2024-05-09 19:17:08 +02:00
parent 1429c56916
commit 1729cd40fa
1 changed files with 19 additions and 9 deletions
--- a/src/g5505_file_reader.py
+++ b/src/g5505_file_reader.py
@ -5,6 +5,7 @@ import pandas as pd
 from igor2.binarywave import load as loadibw
 import src.g5505_utils as utils
 from src.metadata_review_lib import parse_attribute
 import yaml
 import h5py
@ -104,6 +105,14 @@ def read_txt_files_as_dict(filename : str ):
            separator = config_dict[key].get('separator',separator).replace('\\t','\t')
            table_header = config_dict[key].get('table_header',table_header)
            timestamp_variables = config_dict[key].get('timestamp',[])
            description_dict = {}
            link_to_description = config_dict[key].get('link_to_description',[]).replace('/',os.sep)

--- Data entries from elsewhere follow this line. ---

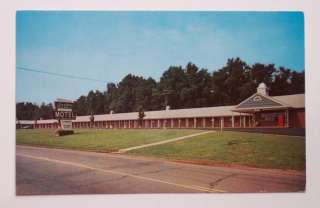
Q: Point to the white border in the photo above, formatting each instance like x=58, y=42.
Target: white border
x=7, y=121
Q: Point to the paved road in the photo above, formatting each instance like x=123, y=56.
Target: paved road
x=52, y=171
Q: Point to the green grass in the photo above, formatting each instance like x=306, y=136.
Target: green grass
x=97, y=140
x=251, y=149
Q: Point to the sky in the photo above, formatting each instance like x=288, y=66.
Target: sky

            with open(link_to_description,'r') as stream:
                try:
                    description_dict = yaml.load(stream, Loader=yaml.FullLoader)

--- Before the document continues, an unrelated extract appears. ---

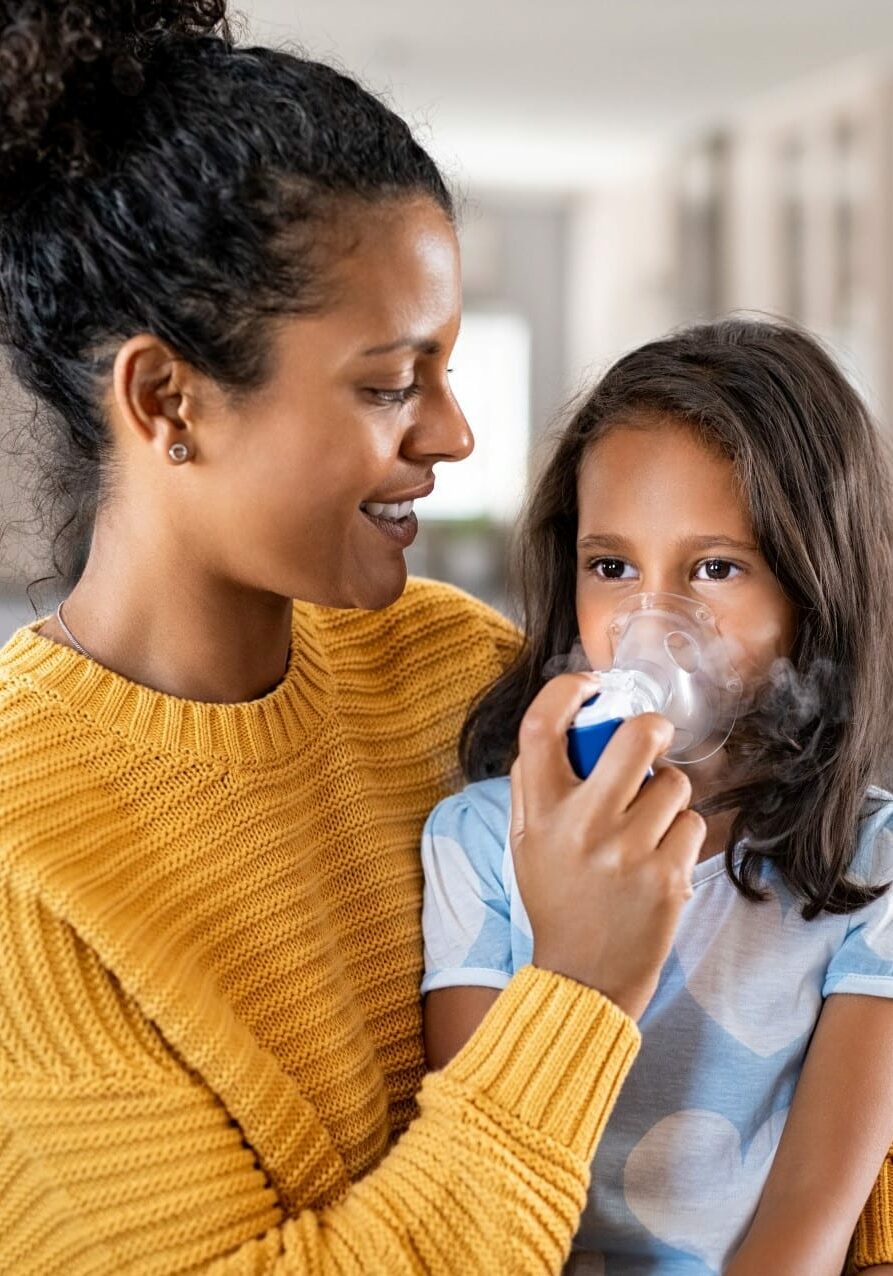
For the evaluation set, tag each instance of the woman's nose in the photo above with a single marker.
(442, 431)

                except yaml.YAMLError as exc:
                    print(exc)
            break
    #if 'None' in table_header:
    #    return {}
@ -184,6 +193,16 @@ def read_txt_files_as_dict(filename : str ):
            file_dict['datasets'].append(dataset)
            rows,cols = dataset['shape']
            try:
                dataset['attributes'] = description_dict['table_header'].copy()
                for key in description_dict['table_header'].keys():
                    if not key in numerical_variables:
                        dataset['attributes'].pop(key) # delete key
                    else:
                        dataset['attributes'][key] = parse_attribute(dataset['attributes'][key])
            except ValueError as err:
                print(err)
            dataset = {}
            numerical_variables= [item.encode("utf-8") for item in numerical_variables]
            dataset['name'] = 'numerical_variable_names'
@ -192,15 +211,6 @@ def read_txt_files_as_dict(filename : str ):
            dataset['dtype'] = type(dataset['data'])
            file_dict['datasets'].append(dataset)            
        #if 'timestamps' in categorical_variables:
        #    dataset = {}
        #    dataset['name'] = 'timestamps'
        #    dataset['data'] = df_categorical_attrs['timestamps'].to_numpy().reshape((rows,1))
        #    dataset['shape'] = dataset['data'].shape
        #    dataset['dtype'] = type(dataset['data'])
        #    file_dict['datasets'].append(dataset)            
        #    categorical_variables.remove('timestamps')
        if categorical_variables:
            dataset = {}
            dataset['name'] = 'categorical_variables'